Valentine’s Day definitely puts love on the brain.
Mahatma Ghandi once wrote, “Where there is love there is life.”
Whether you consider yourself a social butterfly, more inclined to one-on-one interactions, or prefer solitude, there’s no denying that the quality of your personal relationships affect your levels of happiness, well-being, and physical health.
Relationships – whether social or intimate – make people happier and contribute to joy in our lives. They constitute a vital part of well-being.
We are wired for connection.
The benefits of social connections and good mental health are numerous.
Studies include lower rates of anxiety and depression, higher self-esteem, greater empathy, and more trusting and cooperative relationships.
Strong, healthy relationships can also help to strengthen your immune system, help you recover from disease, and may even lengthen your life.

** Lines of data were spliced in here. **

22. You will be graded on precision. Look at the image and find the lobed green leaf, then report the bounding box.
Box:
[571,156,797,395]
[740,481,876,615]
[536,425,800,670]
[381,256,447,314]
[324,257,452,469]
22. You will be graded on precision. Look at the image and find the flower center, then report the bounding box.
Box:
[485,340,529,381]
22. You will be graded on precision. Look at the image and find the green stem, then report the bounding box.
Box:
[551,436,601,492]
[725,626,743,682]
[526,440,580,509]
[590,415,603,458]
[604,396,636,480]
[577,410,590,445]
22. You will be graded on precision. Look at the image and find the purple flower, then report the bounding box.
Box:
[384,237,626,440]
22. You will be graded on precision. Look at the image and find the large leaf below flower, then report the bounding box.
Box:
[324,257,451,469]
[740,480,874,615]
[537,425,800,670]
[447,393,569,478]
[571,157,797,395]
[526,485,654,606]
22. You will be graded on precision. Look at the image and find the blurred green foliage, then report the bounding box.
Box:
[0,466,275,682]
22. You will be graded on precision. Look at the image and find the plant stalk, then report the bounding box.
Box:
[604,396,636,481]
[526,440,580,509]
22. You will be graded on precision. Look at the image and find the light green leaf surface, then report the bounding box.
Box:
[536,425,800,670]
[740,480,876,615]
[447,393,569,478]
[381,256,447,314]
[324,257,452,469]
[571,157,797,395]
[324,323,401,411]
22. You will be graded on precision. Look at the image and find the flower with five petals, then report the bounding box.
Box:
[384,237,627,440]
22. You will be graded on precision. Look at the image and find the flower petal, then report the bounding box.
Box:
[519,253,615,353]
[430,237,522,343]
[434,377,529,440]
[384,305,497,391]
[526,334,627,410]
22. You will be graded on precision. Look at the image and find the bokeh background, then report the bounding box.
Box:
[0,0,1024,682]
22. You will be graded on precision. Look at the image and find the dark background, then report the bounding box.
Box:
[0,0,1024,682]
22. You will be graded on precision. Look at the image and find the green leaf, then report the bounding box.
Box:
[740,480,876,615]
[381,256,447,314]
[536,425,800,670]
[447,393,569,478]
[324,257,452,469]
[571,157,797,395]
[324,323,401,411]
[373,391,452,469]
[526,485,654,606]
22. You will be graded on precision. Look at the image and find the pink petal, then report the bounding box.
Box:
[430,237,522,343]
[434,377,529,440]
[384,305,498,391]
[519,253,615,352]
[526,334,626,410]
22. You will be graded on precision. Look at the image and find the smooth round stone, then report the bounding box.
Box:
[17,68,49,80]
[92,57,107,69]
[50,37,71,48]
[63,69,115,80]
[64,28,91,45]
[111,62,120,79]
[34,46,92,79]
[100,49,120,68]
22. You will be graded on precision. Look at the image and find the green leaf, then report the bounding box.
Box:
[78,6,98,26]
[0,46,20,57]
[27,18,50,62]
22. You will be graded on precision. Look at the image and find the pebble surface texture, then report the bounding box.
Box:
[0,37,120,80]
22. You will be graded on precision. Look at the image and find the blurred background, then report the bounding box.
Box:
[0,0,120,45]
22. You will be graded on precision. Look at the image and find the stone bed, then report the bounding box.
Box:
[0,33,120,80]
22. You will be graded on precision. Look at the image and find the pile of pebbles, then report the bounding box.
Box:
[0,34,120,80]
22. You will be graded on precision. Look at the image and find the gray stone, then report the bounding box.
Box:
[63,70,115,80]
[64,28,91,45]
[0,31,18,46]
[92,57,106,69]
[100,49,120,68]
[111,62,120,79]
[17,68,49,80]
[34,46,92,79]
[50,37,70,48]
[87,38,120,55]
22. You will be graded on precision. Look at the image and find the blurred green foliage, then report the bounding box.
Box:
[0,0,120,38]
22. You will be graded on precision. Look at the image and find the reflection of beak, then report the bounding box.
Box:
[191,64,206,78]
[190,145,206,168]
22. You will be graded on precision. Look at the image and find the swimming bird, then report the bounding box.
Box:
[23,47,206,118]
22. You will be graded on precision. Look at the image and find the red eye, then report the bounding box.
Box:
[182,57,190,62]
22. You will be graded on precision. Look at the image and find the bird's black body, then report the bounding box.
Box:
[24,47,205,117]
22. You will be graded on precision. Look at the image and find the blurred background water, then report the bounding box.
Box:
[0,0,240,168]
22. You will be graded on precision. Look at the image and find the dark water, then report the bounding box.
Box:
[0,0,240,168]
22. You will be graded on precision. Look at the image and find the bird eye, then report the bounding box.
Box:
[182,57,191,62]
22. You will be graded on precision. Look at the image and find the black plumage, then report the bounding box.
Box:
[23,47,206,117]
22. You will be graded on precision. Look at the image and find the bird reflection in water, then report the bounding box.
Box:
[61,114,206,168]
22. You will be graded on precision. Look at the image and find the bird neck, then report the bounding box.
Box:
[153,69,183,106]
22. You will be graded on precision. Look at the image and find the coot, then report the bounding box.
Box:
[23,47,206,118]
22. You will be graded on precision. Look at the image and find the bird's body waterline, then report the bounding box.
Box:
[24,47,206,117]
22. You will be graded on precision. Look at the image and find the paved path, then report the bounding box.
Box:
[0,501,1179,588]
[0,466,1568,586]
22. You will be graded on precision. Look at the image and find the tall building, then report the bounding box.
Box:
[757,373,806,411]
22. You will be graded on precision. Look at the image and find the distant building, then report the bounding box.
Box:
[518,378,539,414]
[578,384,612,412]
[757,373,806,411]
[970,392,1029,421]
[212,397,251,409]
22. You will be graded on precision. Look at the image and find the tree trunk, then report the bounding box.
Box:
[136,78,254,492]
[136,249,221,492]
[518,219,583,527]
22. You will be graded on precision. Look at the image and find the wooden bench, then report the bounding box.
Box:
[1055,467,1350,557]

In contrast, loneliness can have negative consequences for your health.
Loneliness can lead to disrupted sleep patterns, elevated blood pressure, and increased cortisol (a stress hormone).
It can weaken your immune system and decrease your overall sense of contentment.
Loneliness is also a risk factor for antisocial behavior, depression and suicide.
However, feeling lonely, or perceived social isolation, is different than actual social isolation. For instance, you could be surrounded by people and engaging in conversation but still feel lonely, although technically you’re socially connected.
It’s important to recognize that loneliness is different from solitude. Feeling lonely is a problem, but being alone may not be a problem at all. Many people live alone and have happy, fulfilling lives.
Feeling lonely is hard to cope with. Luckily, there are things you can do to tackle loneliness.
Think about the sorts of relationships you have with people, and the sorts of relationships you would like to have. You might find you want to make new friendships, or perhaps you want to try to make your existing relationships stronger.
One way to strengthen your social connections is to reach out to the people you already know, such as co-workers, family, friends or neighbors.
There are lots of ways to meet new people. Start a conversation with people you see everyday – on your morning commute, at the gym, etc.
You can try out new activities or volunteer in your community.
Improve and maintain current relationships
It’s sometimes believed that once people get married, they often “let themselves go” physically.
What is generally the case is that we tend to adopt similar habits to those people we are close to, especially our spouses. So, it pays to encourage and join each other in healthy lifestyle choices, such as daily walks, joining (and going to) a gym, and eating nutritious meals.
In addition, being in conflict with your significant other can negatively effect health. Especially their cardiovascular health.
It’s really important in any relationship to understand your significant other’s point of view and be open to compromise.
One of the ways to nurture healthy relationships is to practice gratitude. Expressing gratitude towards a partner can boost positivity for both parties. Relationships are hard work. You need to invest time in them. Make an effort to spend time together, accept one another, practice forgiveness and allow ourselves to be vulnerable.
Healthy relationships can add not only years to our lives but also give us a greater sense of purpose in the years that we have. You owe it to yourself and to those around you to nurture at least a few close relationships – you are likely to find that doing so is more than worth the effort.